AI Security

AI Agent Tool Calling Security: Risks and Mitigations

AI agents that call tools -- APIs, databases, file systems, code interpreters -- convert non-deterministic LLM output into real-world actions. Securing this boundary is the defining challenge of agentic AI.

Bob
Security Researcher
7 min read

The transition from chatbot LLMs to agentic LLMs is a fundamental shift in the security model. A chatbot produces text. An agent produces actions. When a chatbot hallucinates, you get a wrong answer. When an agent hallucinates, it might delete a database table, send an email to the wrong person, or deploy code to production.
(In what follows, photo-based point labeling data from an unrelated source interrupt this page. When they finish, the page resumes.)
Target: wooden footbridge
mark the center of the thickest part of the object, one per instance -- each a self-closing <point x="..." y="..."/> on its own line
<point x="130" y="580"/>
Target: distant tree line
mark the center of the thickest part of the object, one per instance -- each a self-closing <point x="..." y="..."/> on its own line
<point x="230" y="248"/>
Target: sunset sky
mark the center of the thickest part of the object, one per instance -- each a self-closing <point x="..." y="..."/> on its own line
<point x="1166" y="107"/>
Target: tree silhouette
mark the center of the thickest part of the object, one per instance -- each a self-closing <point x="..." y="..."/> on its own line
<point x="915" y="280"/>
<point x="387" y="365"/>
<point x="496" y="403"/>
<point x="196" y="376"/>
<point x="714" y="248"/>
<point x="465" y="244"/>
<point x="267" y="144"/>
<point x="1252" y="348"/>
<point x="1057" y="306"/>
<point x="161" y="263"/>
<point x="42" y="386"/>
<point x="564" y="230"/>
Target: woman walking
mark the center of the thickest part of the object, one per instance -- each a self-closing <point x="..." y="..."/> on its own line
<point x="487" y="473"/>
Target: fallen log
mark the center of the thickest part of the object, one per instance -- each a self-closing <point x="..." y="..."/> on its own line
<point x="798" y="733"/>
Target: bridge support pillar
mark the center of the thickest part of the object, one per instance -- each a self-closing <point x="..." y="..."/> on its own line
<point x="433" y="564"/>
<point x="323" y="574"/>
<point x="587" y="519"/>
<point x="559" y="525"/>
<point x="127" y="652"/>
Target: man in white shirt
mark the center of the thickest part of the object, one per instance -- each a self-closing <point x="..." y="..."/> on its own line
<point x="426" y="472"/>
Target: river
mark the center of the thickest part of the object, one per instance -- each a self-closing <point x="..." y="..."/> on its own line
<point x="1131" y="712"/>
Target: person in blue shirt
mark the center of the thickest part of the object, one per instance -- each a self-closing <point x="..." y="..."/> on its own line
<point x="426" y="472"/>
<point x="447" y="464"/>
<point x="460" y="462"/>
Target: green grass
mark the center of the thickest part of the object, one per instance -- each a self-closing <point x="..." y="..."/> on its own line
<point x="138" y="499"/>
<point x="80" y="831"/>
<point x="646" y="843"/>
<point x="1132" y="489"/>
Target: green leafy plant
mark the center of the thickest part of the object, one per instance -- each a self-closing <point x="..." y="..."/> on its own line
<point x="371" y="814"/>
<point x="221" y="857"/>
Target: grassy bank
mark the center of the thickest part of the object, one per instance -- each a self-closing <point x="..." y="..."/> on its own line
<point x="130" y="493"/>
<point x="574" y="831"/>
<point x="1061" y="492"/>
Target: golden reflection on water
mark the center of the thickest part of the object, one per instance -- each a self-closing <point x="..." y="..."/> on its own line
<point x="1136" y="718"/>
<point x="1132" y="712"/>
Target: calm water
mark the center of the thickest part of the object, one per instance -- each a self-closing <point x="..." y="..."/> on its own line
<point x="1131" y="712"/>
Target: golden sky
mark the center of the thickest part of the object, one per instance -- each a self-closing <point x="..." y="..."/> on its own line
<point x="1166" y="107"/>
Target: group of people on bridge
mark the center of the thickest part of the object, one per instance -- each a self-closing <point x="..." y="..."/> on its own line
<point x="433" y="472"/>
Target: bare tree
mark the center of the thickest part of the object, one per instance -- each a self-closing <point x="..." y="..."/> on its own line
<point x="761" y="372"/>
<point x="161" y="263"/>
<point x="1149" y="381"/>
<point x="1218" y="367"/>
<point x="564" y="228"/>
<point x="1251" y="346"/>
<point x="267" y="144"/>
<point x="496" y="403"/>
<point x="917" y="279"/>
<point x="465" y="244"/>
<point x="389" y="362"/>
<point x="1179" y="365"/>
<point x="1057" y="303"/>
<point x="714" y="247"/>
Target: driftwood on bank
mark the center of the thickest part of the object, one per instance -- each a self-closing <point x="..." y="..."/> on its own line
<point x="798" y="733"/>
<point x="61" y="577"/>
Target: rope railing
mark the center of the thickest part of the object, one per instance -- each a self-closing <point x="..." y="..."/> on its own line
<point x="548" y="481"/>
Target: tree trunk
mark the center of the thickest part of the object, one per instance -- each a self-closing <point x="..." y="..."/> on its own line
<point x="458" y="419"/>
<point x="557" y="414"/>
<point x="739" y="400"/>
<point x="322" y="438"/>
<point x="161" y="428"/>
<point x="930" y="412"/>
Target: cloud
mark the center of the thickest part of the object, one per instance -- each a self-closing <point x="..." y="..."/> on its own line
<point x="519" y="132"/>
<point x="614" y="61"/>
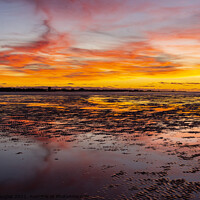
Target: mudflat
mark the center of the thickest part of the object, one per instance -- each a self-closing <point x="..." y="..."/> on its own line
<point x="88" y="145"/>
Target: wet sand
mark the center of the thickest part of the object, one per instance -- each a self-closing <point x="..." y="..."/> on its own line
<point x="100" y="145"/>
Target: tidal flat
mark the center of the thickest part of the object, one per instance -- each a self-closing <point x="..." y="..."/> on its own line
<point x="88" y="145"/>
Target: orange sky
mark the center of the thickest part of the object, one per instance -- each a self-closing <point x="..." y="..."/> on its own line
<point x="147" y="44"/>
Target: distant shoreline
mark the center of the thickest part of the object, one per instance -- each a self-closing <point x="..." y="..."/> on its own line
<point x="88" y="93"/>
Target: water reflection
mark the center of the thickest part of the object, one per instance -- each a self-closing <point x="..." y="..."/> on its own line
<point x="101" y="146"/>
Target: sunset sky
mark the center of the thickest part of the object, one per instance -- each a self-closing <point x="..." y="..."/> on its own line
<point x="149" y="44"/>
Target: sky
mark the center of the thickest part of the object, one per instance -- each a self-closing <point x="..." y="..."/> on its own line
<point x="147" y="44"/>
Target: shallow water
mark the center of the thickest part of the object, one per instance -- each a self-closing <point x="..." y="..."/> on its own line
<point x="100" y="146"/>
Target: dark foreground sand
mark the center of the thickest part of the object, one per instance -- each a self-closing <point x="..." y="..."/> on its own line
<point x="100" y="146"/>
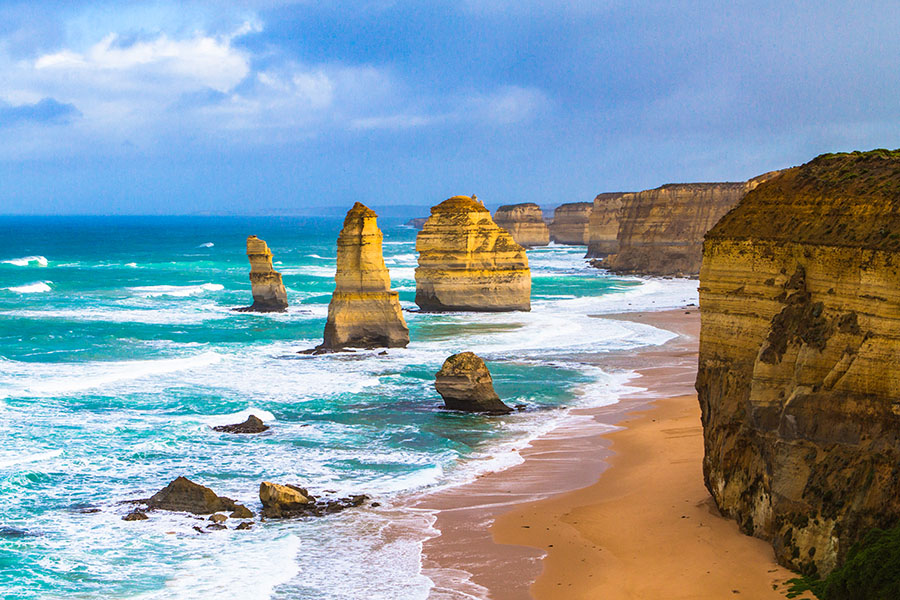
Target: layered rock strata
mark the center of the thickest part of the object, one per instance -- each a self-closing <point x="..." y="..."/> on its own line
<point x="661" y="230"/>
<point x="465" y="384"/>
<point x="468" y="263"/>
<point x="525" y="222"/>
<point x="603" y="226"/>
<point x="268" y="290"/>
<point x="571" y="223"/>
<point x="364" y="312"/>
<point x="799" y="372"/>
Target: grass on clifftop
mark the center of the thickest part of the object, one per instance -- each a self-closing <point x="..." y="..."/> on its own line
<point x="871" y="571"/>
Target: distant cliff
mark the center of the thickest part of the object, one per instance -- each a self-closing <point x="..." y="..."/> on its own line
<point x="570" y="223"/>
<point x="603" y="226"/>
<point x="525" y="222"/>
<point x="799" y="372"/>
Tool calling -- the mechanism by which an LLM decides to invoke external functions -- is where non-deterministic language generation meets deterministic system operations. The LLM does not "decide" in the human sense. It generates tokens that, when parsed, match a function call pattern. The reliability of these generated function calls determines the security of the entire agent system.

How Tool Calling Works

The LLM receives a system prompt that describes available tools, their parameters, and their purposes. When the LLM generates a response, it can choose to output a structured tool call instead of (or alongside) natural language text. The orchestrator (LangChain, CrewAI, the Anthropic agent SDK, or a custom framework) parses this output, executes the function, and feeds the result back to the LLM for the next step.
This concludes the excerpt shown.